The offending clause is the closing one, “he will perish eternally.” No one wants to hear this sort of thing today. Isn’t this the sort of thing Fred Phelps is into? Isn’t this what a lot people are trying to get away from? Doesn’t this just prove that religion is an oppressive, divisive force?
What does it even mean, “perish eternally”? Most people are probably thinking, “Hellfire and brimstone! Hellfire and brimstone! HEAVEN! OR HELL!! HEAVEN!! OR HELL!!!” I don’t rightly know, actually. It seems that those who are not caught up into the great embrace of Christ in the great beyond, those who find themselves amongst the goats on Judgement Day, are described variously as being cast into the outer darkness where there is moaning and gnashing of teeth, or into Gehenna which is Jerusalem’s burning garbage heap, or into a lake of fire, or to suffer the second death, or simply to be sent away from the presence of Christ.

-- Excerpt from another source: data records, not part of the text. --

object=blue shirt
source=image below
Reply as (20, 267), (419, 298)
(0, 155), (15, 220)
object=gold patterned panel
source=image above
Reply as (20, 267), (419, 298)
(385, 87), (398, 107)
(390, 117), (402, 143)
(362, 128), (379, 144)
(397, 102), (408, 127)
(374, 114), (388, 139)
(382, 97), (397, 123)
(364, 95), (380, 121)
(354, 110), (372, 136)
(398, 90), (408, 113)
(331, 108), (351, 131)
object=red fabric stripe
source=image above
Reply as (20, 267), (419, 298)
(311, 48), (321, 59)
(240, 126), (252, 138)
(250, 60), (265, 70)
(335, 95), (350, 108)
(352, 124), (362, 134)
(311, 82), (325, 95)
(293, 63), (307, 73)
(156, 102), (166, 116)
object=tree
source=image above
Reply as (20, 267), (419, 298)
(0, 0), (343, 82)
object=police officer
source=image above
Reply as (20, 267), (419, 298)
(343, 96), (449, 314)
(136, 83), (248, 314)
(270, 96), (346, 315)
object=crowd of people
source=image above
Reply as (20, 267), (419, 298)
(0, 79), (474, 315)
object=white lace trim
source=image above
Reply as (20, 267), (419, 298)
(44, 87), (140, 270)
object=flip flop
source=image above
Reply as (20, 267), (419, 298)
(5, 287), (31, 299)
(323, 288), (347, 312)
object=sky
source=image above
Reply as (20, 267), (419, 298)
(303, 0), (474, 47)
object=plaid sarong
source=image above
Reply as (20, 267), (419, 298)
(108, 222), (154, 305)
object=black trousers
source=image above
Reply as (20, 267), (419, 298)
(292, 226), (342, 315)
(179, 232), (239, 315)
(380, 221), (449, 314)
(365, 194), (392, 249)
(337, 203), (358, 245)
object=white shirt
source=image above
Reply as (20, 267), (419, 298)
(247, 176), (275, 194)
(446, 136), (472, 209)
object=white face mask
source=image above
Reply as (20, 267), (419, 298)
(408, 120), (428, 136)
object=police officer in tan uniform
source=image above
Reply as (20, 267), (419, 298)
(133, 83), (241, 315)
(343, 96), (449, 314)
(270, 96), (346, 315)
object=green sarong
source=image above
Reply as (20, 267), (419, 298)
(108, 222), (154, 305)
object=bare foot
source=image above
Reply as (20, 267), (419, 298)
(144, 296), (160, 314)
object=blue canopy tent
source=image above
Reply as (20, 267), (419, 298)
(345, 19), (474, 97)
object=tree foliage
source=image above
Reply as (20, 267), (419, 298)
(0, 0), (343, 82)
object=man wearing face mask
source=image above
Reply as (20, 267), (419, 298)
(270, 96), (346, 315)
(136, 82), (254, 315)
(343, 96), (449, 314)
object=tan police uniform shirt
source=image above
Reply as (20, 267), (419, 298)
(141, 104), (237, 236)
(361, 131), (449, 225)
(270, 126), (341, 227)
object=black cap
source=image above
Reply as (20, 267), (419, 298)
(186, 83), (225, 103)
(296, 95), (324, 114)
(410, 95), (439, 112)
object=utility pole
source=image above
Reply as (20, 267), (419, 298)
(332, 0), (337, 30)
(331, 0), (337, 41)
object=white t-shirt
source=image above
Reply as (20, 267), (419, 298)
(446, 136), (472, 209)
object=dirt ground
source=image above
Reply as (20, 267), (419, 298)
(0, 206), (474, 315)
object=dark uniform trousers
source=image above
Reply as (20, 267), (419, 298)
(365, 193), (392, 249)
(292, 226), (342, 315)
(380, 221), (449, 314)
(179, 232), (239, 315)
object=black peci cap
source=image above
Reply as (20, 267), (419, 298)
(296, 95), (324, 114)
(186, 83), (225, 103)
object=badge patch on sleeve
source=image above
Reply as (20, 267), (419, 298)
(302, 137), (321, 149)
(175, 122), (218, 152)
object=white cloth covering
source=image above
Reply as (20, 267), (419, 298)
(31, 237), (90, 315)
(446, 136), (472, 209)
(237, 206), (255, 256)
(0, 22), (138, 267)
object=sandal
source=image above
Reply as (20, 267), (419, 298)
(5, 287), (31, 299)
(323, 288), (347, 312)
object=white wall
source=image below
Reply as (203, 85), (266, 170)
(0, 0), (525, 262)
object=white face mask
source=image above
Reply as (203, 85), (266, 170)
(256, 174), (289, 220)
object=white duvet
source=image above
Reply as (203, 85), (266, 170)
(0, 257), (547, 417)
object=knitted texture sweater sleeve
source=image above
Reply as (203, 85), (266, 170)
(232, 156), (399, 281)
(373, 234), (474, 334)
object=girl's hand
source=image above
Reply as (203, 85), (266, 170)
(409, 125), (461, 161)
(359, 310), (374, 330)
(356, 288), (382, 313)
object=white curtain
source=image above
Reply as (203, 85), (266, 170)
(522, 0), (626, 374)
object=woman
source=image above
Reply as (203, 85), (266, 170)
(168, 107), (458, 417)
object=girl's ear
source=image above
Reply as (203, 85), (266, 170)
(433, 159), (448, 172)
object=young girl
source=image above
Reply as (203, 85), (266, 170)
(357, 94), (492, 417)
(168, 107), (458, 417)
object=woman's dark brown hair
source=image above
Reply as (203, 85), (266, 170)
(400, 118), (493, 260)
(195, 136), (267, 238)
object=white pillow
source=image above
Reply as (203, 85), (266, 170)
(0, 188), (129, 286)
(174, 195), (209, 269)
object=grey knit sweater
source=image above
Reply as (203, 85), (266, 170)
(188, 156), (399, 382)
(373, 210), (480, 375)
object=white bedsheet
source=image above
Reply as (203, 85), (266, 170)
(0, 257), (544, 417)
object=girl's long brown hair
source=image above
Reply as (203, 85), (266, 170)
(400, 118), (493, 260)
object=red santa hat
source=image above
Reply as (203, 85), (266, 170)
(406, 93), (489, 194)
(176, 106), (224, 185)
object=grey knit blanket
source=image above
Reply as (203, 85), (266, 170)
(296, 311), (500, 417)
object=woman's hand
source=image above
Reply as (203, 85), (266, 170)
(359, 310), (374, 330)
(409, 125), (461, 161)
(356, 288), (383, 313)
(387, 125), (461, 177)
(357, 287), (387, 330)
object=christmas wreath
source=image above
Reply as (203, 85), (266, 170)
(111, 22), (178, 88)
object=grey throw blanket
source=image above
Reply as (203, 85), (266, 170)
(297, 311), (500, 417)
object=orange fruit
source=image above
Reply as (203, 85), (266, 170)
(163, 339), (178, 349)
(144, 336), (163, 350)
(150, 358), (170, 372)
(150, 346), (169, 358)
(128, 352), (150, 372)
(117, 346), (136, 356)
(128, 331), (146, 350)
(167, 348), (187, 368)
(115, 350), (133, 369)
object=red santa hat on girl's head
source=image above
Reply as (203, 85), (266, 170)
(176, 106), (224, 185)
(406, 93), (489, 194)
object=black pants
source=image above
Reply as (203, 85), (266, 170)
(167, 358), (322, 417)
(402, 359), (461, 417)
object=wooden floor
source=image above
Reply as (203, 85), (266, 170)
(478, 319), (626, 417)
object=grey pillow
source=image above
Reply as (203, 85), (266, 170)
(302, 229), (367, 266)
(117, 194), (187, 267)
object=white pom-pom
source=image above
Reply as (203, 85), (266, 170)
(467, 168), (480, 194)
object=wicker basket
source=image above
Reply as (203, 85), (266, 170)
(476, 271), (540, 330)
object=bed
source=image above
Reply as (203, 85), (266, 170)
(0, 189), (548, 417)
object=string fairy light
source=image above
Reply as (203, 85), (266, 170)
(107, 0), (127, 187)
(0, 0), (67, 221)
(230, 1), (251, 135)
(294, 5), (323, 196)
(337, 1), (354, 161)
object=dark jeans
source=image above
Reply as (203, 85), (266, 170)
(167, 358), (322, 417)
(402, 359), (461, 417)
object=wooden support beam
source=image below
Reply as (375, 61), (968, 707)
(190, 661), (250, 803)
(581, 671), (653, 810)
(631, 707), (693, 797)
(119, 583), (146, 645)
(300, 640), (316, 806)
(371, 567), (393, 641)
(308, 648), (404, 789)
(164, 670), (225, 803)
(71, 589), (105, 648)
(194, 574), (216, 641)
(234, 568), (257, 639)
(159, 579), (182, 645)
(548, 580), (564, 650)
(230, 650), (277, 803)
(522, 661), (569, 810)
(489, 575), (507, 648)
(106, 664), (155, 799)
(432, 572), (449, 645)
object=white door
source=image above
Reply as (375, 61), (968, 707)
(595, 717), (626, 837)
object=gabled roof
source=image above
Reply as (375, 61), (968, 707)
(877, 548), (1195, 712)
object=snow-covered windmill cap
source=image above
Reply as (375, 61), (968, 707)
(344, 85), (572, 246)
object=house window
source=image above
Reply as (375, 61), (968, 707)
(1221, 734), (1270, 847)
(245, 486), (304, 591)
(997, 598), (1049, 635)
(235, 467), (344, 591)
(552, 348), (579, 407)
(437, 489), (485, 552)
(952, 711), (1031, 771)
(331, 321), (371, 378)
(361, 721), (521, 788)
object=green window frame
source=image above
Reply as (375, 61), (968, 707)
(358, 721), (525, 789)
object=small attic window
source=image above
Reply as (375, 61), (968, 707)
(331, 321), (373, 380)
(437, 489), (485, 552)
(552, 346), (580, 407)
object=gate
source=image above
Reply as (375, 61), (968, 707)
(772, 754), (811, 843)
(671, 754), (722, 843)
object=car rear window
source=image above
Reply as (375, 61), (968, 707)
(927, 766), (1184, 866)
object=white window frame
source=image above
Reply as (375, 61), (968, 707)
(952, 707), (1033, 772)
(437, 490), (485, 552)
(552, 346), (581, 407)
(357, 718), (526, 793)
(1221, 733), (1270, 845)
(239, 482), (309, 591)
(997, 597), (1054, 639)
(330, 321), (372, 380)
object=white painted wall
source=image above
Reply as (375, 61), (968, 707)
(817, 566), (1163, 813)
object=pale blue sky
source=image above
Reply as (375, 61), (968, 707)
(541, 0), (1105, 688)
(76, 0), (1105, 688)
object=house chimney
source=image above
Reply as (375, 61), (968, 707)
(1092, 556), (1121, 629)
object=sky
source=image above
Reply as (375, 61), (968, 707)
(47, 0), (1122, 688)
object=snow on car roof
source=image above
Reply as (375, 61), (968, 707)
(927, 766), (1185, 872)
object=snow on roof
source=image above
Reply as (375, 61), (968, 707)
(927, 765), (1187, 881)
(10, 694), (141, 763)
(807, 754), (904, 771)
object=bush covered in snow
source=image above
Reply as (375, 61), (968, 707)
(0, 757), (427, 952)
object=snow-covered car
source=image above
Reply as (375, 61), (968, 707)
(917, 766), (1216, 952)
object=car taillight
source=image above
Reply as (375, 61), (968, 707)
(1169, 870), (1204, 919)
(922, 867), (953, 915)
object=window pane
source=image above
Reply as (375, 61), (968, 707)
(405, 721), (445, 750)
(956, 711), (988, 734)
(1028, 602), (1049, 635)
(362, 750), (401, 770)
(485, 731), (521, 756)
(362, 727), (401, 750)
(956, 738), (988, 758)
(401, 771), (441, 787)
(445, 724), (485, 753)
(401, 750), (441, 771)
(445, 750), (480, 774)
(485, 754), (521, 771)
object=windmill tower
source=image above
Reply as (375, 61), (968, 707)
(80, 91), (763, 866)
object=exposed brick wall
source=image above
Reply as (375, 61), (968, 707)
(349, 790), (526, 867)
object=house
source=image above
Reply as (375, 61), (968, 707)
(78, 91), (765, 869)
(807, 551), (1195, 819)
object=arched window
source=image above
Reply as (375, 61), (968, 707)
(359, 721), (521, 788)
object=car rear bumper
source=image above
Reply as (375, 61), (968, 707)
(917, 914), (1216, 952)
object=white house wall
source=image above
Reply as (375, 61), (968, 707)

Whatever it is that happens to those who find themselves outside of Christ at the Resurrection, it is not something to look forward to. Perhaps it is simply the cessation of existence. St. Augustine seems to think it is eternal punishment. Madeleine L’Engle can’t imagine a good God punishing any of His creation for all time; neither can St. Gregory of Nyssa. Origen even imagined that the people who die the second death and go to Hades are raised up and perfected by Christ and reunited to the Monad at the end of all things (apocatastasis for those who care).
Whatever it is, though, we freely choose it. We pave our own road to Hell. We choose ourselves over others, the world over Christ, sin over righteousness every step of the way. And this road we pave is easily laid. It’s also nice and broad, smooth and pleasant. Until, of course, we reach the top of a hill and are tossed off the hill by demons into a pit of dragons (this description based on an icon I saw in a supermarket in Cyprus).
God offers the free gift of salvation to everyone. If we choose not to accept it, we are condemning ourselves to perish eternally.
Of course, protestations arise that that’s not what the Quicumque Vult says. It says that we must keep the Catholic faith whole and undefiled. We must also do good works, according to the conclusion of the text.
The Catholic faith is the means of accepting the gift of salvation. If God is offering us a gift, we must have faith in Him to accept it. If I did not have faith in my brother, I might not accept a gift given by him, expecting instead of something pleasant those springy snakes instead. So faith, as in trust, is essential for accepting the gift.
Part of accepting this gift is knowing the giver. God is not aloof from us. He offers us salvation, and if we truly trust* Him, we will come to know Him. We will learn of Who He is. And Who is He? Who is this God whom we trust, this God Who saves us from sin, death, the devil, eternal perishing?
Look at the Quicumque Vult. It will show you Who it is Whom you trust.
*Philological phun phact: these two words are cognate along with tree.